An Urgent Message from Captain Give-a-Damn™

Why so down-in-the-mouth?

Perhaps you're here because you're disgusted by the constant pressure to extend "courtesies" such as giving up your seat, holding an elevator door, or leaving a tip.

Or perhaps you're driven to despair by the bombastic indignation self-righteous drivers unleash upon you when you stop dead before turning, when you allow long lines to gather behind as you drive slowly on long, narrow roads, or when circumstances force you to simultaneously eat, read, and use the phone while driving.

Maybe you resent the tacit suggestion of certain elitists that you're somehow less intelligent because you don't read, you have no grasp of current events in any particular arena, and you couldn't care less about what little forces its way into your consciousness.

In short, you've arrived here because, deep down inside, you think that everyone thinks they're better than you simply because they try and you don't, and you're tired of being made to feel like an idiot because of it.

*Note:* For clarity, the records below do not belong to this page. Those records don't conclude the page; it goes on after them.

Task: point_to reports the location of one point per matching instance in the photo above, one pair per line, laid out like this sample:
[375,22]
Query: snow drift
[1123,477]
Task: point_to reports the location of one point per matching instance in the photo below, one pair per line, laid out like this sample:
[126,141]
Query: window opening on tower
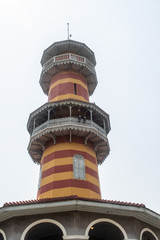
[75,88]
[78,167]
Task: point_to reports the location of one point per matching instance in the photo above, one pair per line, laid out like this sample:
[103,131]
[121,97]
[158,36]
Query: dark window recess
[75,88]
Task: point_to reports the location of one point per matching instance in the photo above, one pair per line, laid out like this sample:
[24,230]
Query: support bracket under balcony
[86,138]
[53,138]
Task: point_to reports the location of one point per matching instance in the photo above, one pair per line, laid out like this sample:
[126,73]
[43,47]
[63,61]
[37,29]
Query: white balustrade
[62,122]
[65,58]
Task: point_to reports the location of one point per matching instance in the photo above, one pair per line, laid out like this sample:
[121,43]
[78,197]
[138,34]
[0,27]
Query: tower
[68,134]
[68,138]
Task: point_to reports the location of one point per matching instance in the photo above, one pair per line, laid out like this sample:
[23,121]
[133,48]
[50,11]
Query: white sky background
[125,36]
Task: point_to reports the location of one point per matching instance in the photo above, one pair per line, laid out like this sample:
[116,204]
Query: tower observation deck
[68,134]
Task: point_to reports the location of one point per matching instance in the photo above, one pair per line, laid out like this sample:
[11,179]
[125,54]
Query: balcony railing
[68,121]
[64,58]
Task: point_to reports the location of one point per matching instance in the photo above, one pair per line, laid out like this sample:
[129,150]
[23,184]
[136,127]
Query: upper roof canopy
[61,47]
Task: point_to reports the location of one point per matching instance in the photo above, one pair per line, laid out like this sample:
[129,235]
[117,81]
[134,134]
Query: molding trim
[3,234]
[75,237]
[147,230]
[109,221]
[43,221]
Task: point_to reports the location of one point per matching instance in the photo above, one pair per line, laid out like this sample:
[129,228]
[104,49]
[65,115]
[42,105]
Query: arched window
[44,229]
[104,228]
[78,167]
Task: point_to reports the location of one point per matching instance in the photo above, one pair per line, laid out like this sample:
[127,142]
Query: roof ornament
[68,35]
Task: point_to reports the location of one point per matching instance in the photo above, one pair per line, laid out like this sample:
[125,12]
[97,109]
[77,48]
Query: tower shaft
[68,134]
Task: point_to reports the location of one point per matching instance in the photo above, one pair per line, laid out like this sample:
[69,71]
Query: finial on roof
[68,35]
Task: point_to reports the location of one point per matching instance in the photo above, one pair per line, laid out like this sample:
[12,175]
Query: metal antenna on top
[68,35]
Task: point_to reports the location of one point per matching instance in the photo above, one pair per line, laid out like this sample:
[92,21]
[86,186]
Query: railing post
[34,124]
[91,116]
[104,124]
[49,110]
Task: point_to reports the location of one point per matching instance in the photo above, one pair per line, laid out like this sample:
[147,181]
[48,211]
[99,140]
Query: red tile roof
[73,197]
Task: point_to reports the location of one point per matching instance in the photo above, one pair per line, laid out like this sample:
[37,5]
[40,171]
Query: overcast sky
[125,37]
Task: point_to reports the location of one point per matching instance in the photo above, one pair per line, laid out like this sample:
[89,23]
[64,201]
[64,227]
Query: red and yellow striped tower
[68,134]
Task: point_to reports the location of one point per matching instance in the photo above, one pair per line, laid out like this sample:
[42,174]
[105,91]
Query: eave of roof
[72,203]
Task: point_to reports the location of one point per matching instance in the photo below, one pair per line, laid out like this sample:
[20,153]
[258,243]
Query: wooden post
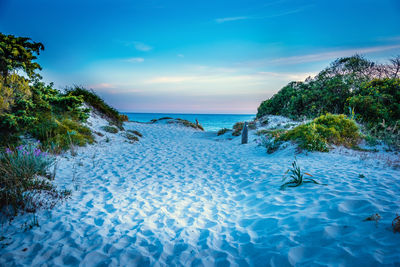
[245,134]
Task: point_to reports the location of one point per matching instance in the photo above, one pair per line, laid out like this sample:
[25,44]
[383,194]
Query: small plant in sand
[396,224]
[131,137]
[297,177]
[135,132]
[270,144]
[25,180]
[222,131]
[373,218]
[252,125]
[324,131]
[109,129]
[237,128]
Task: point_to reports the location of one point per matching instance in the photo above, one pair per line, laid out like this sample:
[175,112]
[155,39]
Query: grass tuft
[135,133]
[222,131]
[25,180]
[109,129]
[296,176]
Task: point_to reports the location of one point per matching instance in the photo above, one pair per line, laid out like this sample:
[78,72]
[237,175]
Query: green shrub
[237,128]
[92,99]
[222,131]
[323,131]
[136,133]
[188,124]
[25,180]
[109,129]
[326,92]
[271,144]
[252,125]
[63,133]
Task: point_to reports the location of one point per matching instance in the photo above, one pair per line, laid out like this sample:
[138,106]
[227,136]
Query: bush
[92,99]
[376,101]
[25,180]
[326,92]
[237,128]
[109,129]
[323,131]
[222,131]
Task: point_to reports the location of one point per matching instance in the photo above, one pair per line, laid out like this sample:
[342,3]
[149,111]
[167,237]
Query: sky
[198,56]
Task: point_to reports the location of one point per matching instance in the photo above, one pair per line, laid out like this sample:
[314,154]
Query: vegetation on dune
[222,131]
[322,132]
[183,122]
[95,101]
[237,128]
[131,137]
[110,129]
[31,109]
[135,133]
[368,92]
[25,180]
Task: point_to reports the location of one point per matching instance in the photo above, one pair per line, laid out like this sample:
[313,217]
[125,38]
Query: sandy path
[179,198]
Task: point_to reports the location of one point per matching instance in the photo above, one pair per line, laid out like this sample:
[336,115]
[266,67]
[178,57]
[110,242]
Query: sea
[210,122]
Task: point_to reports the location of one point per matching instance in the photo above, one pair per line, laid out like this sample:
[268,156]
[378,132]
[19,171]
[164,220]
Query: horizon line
[183,113]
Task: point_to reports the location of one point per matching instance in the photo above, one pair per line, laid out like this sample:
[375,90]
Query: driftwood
[245,134]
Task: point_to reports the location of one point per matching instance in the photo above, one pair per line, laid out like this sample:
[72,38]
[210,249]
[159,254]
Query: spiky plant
[296,176]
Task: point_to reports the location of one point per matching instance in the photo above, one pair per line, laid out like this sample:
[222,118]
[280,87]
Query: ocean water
[210,122]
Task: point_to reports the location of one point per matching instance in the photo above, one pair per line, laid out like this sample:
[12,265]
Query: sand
[181,197]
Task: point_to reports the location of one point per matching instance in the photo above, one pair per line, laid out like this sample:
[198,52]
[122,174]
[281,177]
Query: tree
[18,53]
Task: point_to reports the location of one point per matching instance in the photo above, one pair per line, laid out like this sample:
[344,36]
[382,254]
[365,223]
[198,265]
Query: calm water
[210,122]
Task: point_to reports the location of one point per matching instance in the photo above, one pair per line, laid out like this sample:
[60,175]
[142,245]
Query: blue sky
[198,56]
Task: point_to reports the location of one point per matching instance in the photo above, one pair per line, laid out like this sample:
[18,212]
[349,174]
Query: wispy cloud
[330,55]
[134,60]
[274,15]
[142,46]
[333,54]
[222,20]
[102,86]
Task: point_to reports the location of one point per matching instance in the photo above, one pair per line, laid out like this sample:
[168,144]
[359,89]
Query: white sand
[183,197]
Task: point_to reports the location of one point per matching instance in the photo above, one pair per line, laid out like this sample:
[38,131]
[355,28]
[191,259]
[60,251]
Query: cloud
[134,60]
[222,20]
[170,79]
[228,78]
[320,56]
[275,15]
[102,86]
[142,47]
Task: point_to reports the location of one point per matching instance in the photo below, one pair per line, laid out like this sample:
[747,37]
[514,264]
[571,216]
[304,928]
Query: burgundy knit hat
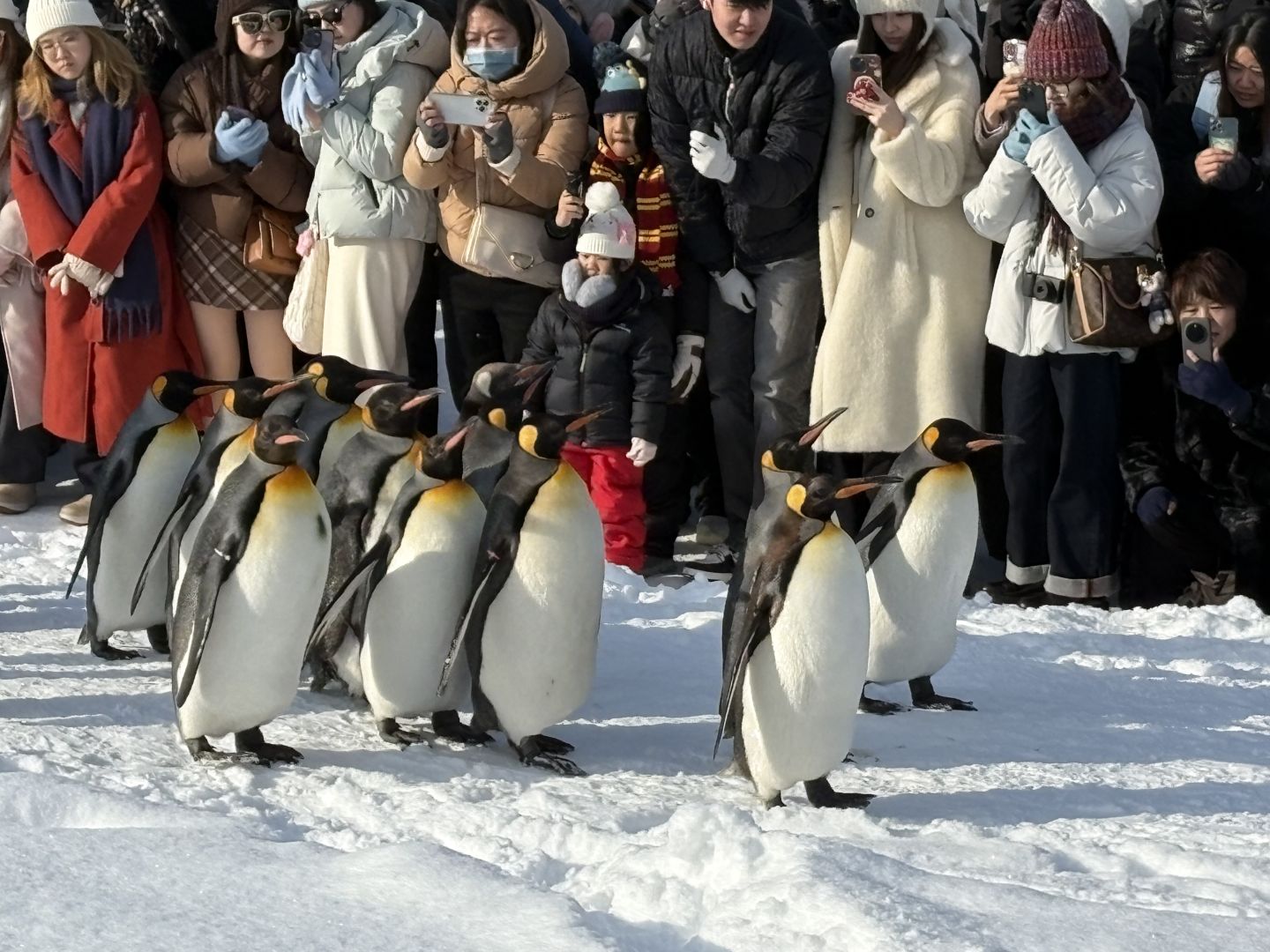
[1065,43]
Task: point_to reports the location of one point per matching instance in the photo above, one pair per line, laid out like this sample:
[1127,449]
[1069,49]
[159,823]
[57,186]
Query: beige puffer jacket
[548,111]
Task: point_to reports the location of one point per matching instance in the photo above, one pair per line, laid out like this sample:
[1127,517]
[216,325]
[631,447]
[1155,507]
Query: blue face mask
[492,63]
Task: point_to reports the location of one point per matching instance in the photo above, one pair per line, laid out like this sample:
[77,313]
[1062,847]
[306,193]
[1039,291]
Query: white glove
[687,366]
[710,156]
[641,452]
[736,290]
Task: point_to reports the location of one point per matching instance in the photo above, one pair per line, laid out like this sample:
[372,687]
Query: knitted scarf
[132,308]
[655,221]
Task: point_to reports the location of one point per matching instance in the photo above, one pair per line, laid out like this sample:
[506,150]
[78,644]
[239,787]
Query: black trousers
[485,320]
[1064,481]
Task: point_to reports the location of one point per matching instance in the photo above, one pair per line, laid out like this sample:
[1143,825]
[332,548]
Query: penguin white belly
[915,585]
[418,603]
[132,527]
[265,614]
[803,683]
[540,639]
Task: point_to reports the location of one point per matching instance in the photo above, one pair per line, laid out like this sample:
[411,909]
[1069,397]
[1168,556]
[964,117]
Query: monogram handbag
[270,245]
[1105,301]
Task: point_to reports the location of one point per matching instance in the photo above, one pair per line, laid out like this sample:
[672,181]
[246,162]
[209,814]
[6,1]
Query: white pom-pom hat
[609,230]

I, Captain Give-a-Damn™, am your champion! Join my Apathy League of America™ by purchasing my alarmingly unconscientious yet tasteful accessories. Every item in my Apathy League™ Gift Shop has had extended exposure to my Atomic Apathy Powers™, which will assist you in repelling those repulsive so-called "responsibilities" that are part of what certain snooty others obsequiously term "common decency."

Buy early, buy often, and visit frequently. Before you know it, Captain Give-a-Damn™'s Apathy League of America™ Gift Shop will become a mighty nexus for those who long for the days when you could live your life out in the pleasant pastures of pointlessness.